Male flies in South Africa are being taken for a ride by a species of South African daisy, Gorteria diffusa, which have evolved to produce a complicated structure resembling a female fly on their petals.

The fake flies give the daisies an evolutionary advantage by attracting more male flies for pollination; they land on what they think is a female fly, try to mate, deposit pollen while they’re rooting about, and eventually give up and take off.

These fraudulent flowers are the only daisy known to make such a convincingly phony fly – with three dimensional hairy bumps and white highlights to complete the look. But until now, the mechanism behind how they do it has eluded scientists, until now.

There are three sets of genes involved, according to a new study in Current Biology. All three sets already have other functions in the plant: one moves iron around, one makes root hairs grow, and one controls when flowers are made.

A male fly approaches a flower, lands on top of what he thinks is a female fly, and jiggles around. He’s trying to mate, but it isn’t quite working. He has another go. Eventually he gives up and buzzes off, unsuccessful.

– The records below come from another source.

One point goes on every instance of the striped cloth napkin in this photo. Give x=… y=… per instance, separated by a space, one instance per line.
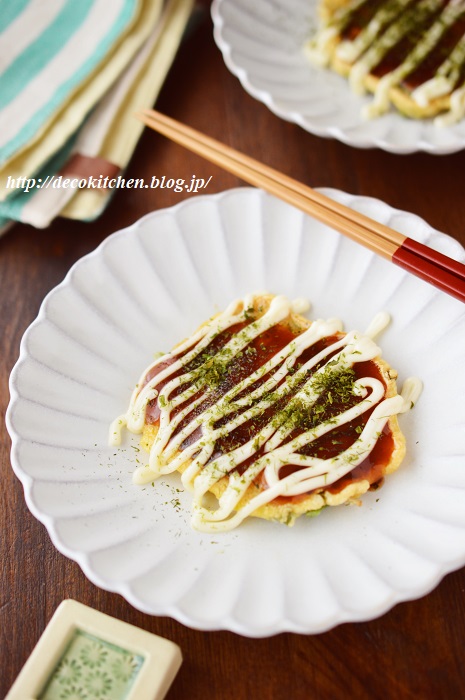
x=72 y=74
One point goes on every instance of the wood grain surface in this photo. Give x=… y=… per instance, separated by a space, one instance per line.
x=414 y=651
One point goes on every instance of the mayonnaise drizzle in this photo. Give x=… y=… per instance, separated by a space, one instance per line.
x=386 y=29
x=245 y=401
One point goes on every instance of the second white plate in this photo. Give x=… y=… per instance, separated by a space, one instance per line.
x=262 y=44
x=149 y=286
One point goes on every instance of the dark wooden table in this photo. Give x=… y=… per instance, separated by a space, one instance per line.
x=414 y=651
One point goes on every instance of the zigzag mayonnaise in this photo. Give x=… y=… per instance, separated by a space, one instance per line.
x=252 y=399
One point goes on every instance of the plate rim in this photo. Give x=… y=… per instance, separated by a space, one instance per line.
x=329 y=132
x=82 y=559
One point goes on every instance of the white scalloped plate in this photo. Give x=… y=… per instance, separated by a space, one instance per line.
x=147 y=287
x=262 y=42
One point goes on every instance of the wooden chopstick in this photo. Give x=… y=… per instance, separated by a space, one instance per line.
x=426 y=263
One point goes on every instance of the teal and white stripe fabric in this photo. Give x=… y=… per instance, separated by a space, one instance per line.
x=48 y=48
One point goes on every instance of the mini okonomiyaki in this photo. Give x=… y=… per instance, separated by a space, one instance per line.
x=409 y=53
x=275 y=415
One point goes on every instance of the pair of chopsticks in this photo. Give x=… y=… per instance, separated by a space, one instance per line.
x=417 y=258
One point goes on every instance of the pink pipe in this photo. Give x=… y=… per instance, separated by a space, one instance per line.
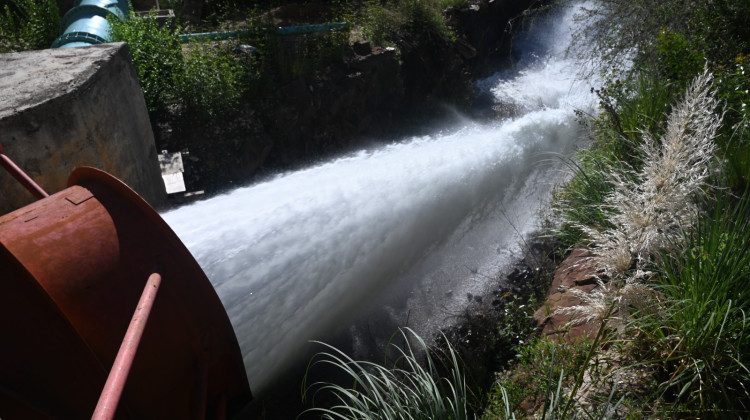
x=21 y=176
x=112 y=392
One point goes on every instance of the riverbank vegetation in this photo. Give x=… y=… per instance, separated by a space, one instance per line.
x=660 y=200
x=210 y=80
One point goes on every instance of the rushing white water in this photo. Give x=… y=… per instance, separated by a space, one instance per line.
x=298 y=255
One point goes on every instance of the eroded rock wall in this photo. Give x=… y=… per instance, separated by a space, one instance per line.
x=65 y=108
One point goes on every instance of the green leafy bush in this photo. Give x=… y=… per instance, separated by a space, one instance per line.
x=28 y=25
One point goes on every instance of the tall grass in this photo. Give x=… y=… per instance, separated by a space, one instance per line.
x=407 y=389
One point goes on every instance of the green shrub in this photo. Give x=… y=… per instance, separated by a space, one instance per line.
x=677 y=58
x=28 y=25
x=407 y=389
x=213 y=81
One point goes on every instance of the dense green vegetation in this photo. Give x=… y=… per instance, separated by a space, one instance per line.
x=660 y=197
x=28 y=24
x=666 y=221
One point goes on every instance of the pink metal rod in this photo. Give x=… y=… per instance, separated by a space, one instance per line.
x=108 y=401
x=21 y=176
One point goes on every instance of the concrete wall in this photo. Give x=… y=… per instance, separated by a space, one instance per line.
x=65 y=108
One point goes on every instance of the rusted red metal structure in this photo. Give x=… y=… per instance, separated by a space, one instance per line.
x=73 y=266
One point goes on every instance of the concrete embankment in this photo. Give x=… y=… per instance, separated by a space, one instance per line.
x=65 y=108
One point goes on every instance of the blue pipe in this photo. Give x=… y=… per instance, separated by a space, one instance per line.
x=86 y=23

The plant, meanwhile, has got what it wanted: pollen. Credit: R. Kellenberger/University of Cambridge

“This daisy didn’t evolve a new ‘make a fly’ gene. Instead, it did something even cleverer – it brought together existing genes, which already do other things in different parts of the plant, to make a complicated spot on the petals that deceives male flies,” explains senior author Beverley Glover, Professor in the Department of Plant Sciences and Director of the Botanic Garden at the University of Cambridge in the UK.

The iron homeostasis genes add more iron to the petal – turning its normally reddish-purple pigments into a more fly-like blue-green hue. The root hair gene (GdEXPA7) result in enlarged papillate petal epidermal cells, giving it a bumpy fly texture. And the third set of genes make the fake flies appear in apparently random positions on the petals.

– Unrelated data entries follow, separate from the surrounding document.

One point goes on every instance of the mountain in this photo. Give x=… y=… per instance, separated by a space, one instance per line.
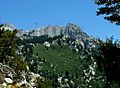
x=70 y=29
x=64 y=55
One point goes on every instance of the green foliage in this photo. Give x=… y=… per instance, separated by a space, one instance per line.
x=110 y=62
x=7 y=45
x=111 y=10
x=66 y=63
x=43 y=83
x=8 y=50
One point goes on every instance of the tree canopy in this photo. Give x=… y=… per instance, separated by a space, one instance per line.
x=110 y=9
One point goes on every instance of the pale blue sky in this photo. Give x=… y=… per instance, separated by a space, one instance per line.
x=28 y=14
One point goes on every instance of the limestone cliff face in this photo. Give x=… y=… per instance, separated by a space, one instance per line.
x=70 y=29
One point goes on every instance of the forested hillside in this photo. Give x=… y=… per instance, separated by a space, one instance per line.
x=70 y=59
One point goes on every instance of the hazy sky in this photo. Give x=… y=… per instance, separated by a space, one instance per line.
x=28 y=14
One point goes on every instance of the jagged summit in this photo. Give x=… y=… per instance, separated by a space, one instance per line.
x=70 y=29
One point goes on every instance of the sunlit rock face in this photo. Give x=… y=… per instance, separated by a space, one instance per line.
x=70 y=29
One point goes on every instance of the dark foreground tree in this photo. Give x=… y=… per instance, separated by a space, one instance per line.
x=8 y=48
x=110 y=9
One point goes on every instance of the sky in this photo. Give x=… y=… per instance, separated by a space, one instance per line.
x=29 y=14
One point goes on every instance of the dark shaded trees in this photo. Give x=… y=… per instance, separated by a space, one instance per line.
x=8 y=48
x=110 y=61
x=110 y=9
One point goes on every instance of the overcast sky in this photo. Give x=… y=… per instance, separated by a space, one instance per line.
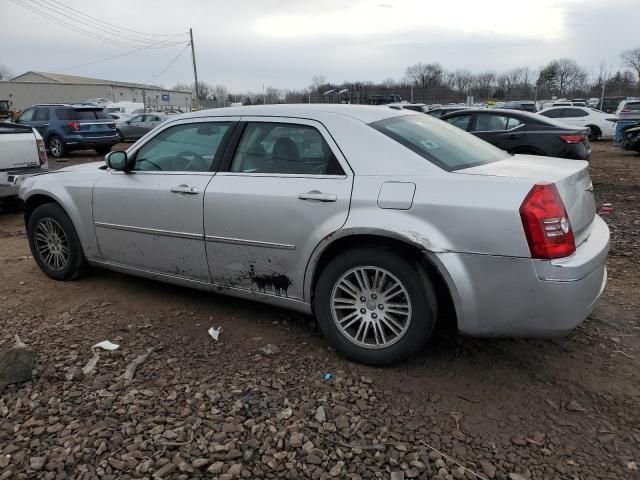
x=244 y=44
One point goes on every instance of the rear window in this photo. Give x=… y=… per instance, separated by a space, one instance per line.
x=71 y=114
x=442 y=144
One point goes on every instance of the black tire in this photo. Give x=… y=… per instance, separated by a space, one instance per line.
x=103 y=150
x=76 y=262
x=56 y=147
x=594 y=133
x=422 y=300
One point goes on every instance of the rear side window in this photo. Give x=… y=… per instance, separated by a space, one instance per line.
x=574 y=112
x=555 y=113
x=283 y=148
x=42 y=115
x=440 y=143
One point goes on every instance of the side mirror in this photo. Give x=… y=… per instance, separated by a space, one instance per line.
x=119 y=161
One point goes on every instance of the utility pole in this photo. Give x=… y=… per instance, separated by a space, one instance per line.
x=195 y=70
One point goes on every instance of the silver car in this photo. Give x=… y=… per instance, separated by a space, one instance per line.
x=373 y=219
x=138 y=125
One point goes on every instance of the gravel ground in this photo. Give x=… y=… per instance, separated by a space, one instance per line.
x=270 y=400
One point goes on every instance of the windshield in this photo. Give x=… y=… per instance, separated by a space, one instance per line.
x=442 y=144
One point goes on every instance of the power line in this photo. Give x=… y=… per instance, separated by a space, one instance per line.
x=104 y=59
x=98 y=25
x=116 y=26
x=88 y=33
x=175 y=59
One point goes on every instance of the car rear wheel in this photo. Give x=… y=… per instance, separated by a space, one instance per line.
x=103 y=150
x=57 y=147
x=594 y=133
x=54 y=242
x=374 y=306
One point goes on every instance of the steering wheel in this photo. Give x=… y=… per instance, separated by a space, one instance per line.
x=198 y=163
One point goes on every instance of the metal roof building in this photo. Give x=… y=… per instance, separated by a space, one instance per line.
x=42 y=87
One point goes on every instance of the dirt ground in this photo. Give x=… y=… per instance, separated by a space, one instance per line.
x=270 y=400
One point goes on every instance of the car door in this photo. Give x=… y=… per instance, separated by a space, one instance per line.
x=134 y=128
x=41 y=120
x=500 y=129
x=151 y=218
x=284 y=188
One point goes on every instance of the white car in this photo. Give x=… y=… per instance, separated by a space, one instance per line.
x=596 y=120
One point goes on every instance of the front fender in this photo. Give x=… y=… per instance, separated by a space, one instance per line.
x=74 y=194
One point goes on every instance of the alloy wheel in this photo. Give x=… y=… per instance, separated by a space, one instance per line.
x=51 y=244
x=371 y=307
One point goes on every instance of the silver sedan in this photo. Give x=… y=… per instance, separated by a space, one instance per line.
x=380 y=222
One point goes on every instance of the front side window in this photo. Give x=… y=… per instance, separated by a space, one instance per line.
x=555 y=113
x=460 y=121
x=438 y=142
x=184 y=148
x=283 y=148
x=27 y=115
x=486 y=122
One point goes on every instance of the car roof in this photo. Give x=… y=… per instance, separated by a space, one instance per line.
x=317 y=111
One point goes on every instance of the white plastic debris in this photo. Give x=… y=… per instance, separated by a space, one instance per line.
x=215 y=332
x=106 y=345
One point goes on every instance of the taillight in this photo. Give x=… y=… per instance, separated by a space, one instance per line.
x=573 y=138
x=42 y=151
x=546 y=223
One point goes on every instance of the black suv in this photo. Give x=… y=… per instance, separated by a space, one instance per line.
x=71 y=127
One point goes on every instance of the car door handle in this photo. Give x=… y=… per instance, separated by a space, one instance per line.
x=185 y=189
x=318 y=196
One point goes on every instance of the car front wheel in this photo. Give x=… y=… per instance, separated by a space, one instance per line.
x=54 y=242
x=57 y=147
x=374 y=306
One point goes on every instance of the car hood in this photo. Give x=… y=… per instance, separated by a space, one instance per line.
x=84 y=167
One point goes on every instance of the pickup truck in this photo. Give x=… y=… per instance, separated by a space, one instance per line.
x=22 y=154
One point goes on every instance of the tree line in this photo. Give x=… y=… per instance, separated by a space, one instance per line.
x=430 y=82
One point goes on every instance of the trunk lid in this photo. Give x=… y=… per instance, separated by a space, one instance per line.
x=571 y=178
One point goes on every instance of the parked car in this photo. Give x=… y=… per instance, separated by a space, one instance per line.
x=416 y=107
x=628 y=110
x=440 y=111
x=125 y=107
x=523 y=105
x=523 y=132
x=22 y=154
x=71 y=127
x=596 y=120
x=137 y=126
x=299 y=206
x=610 y=104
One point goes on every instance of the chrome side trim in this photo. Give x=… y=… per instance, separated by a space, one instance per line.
x=250 y=243
x=150 y=231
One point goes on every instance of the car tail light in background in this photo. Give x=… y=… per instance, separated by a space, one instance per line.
x=42 y=151
x=546 y=223
x=573 y=138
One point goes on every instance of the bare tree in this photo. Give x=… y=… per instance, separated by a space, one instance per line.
x=631 y=59
x=5 y=72
x=424 y=75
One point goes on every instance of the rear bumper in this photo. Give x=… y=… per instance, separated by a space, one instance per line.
x=10 y=181
x=76 y=142
x=520 y=297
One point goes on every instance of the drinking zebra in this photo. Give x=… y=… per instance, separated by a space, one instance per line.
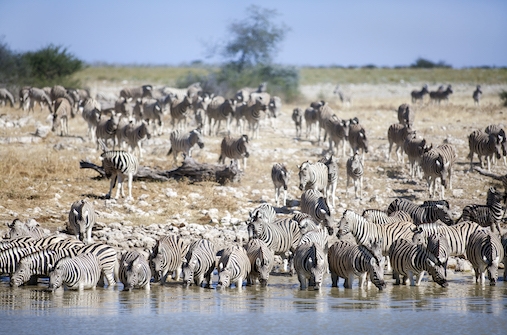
x=484 y=250
x=199 y=263
x=261 y=261
x=75 y=273
x=310 y=265
x=410 y=259
x=233 y=267
x=280 y=177
x=234 y=148
x=81 y=220
x=439 y=163
x=489 y=215
x=428 y=213
x=119 y=165
x=355 y=171
x=313 y=176
x=315 y=204
x=184 y=142
x=483 y=144
x=134 y=271
x=167 y=258
x=347 y=260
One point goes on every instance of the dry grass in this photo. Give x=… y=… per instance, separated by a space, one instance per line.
x=41 y=180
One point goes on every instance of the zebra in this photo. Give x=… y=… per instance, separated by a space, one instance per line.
x=261 y=261
x=397 y=134
x=106 y=129
x=415 y=148
x=119 y=165
x=409 y=259
x=234 y=148
x=438 y=163
x=489 y=215
x=167 y=258
x=483 y=144
x=477 y=95
x=381 y=217
x=280 y=177
x=310 y=265
x=81 y=220
x=134 y=135
x=297 y=117
x=484 y=250
x=5 y=96
x=406 y=115
x=179 y=110
x=498 y=130
x=91 y=114
x=134 y=271
x=338 y=131
x=313 y=176
x=419 y=95
x=233 y=267
x=37 y=95
x=420 y=214
x=108 y=261
x=332 y=177
x=311 y=118
x=37 y=264
x=441 y=94
x=184 y=142
x=76 y=273
x=199 y=263
x=457 y=235
x=364 y=231
x=220 y=109
x=21 y=229
x=144 y=91
x=347 y=260
x=355 y=171
x=315 y=204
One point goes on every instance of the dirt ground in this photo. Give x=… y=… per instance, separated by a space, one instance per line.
x=41 y=176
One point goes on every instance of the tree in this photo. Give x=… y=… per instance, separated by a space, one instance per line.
x=254 y=40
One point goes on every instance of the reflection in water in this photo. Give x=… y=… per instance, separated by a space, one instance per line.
x=281 y=306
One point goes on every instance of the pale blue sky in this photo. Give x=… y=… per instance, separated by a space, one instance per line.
x=359 y=32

A microscope image of the fake fly region on the petal.
A microscope image of the fake fly region on the petal. Credit: University of Cambridge

This is a mechanism called “gene co-option” and it’s important in the evolution of novel biological forms. The researchers were even able to work out the order that the fake flies came into being on the plant’s petals: colour first, then random positioning, then texture.

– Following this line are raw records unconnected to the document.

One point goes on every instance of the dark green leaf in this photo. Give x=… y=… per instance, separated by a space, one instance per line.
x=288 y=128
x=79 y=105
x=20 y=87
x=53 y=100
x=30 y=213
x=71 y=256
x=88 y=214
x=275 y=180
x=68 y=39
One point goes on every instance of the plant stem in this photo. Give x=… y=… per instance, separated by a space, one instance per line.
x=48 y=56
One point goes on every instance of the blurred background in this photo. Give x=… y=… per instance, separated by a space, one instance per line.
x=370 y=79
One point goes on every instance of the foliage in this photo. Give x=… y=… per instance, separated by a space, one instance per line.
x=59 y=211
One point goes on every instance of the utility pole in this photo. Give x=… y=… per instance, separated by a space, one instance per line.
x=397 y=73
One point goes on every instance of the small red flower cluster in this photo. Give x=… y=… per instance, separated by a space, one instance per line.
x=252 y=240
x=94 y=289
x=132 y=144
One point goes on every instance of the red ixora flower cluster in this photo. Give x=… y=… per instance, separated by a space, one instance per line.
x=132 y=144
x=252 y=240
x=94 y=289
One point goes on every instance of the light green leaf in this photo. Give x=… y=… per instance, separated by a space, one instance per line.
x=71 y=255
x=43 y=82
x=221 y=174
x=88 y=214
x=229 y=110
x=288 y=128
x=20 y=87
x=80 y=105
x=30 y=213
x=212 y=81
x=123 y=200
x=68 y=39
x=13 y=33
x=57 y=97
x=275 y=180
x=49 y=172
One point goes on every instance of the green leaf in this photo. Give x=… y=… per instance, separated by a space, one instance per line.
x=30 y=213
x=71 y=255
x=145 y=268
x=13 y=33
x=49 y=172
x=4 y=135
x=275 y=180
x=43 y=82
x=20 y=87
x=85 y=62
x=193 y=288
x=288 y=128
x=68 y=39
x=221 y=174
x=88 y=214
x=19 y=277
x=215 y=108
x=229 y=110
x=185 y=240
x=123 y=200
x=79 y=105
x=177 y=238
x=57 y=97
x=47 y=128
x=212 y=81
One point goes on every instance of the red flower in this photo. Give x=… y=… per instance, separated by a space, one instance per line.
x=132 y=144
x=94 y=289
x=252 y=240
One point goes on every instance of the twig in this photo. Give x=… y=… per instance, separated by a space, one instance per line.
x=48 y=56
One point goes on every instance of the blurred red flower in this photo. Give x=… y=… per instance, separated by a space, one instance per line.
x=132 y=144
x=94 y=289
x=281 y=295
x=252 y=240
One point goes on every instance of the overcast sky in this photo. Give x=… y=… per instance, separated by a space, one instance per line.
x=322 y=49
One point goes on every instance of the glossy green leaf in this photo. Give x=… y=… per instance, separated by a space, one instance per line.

The group of plants including this deceptive daisy is very young in evolutionary terms at only 1.5 to 2 million years old, and because the earliest daisies of this family didn’t have the fake fly spots, it means they must have appeared on the daisy petals very rapidly.


Read more: Fake sex pheromones deceive male wasps.


“We’d expect that something as complex as a fake fly would take a long time to evolve, involving lots of genes and lots of mutations. But actually, by bringing together three existing sets of genes it has happened much more quickly,” says Dr Roman Kellenberger, a postdoctoral researcher at Cambridge and first author of the study.

16 different types of Gorteria daisy flowers with differing shades of petals and fake fly spots
Different types of Gorteria have different spot variations. Credit: A. Ellis

To figure all of this out, the team compared which genes were switched on in petals with and without fake flies in the same type of daisy, and compared these genes to ones in petals from a different type of daisy that produces a simple spot pattern.

“It’s almost like evolving a whole new organ in a very short timeframe. Male flies don’t stay long on flowers with simple spots, but they’re so convinced by these fake flies that they spend extra time trying to mate, and rub off more pollen onto the flower – helping to pollinate it,” says Kellenberger.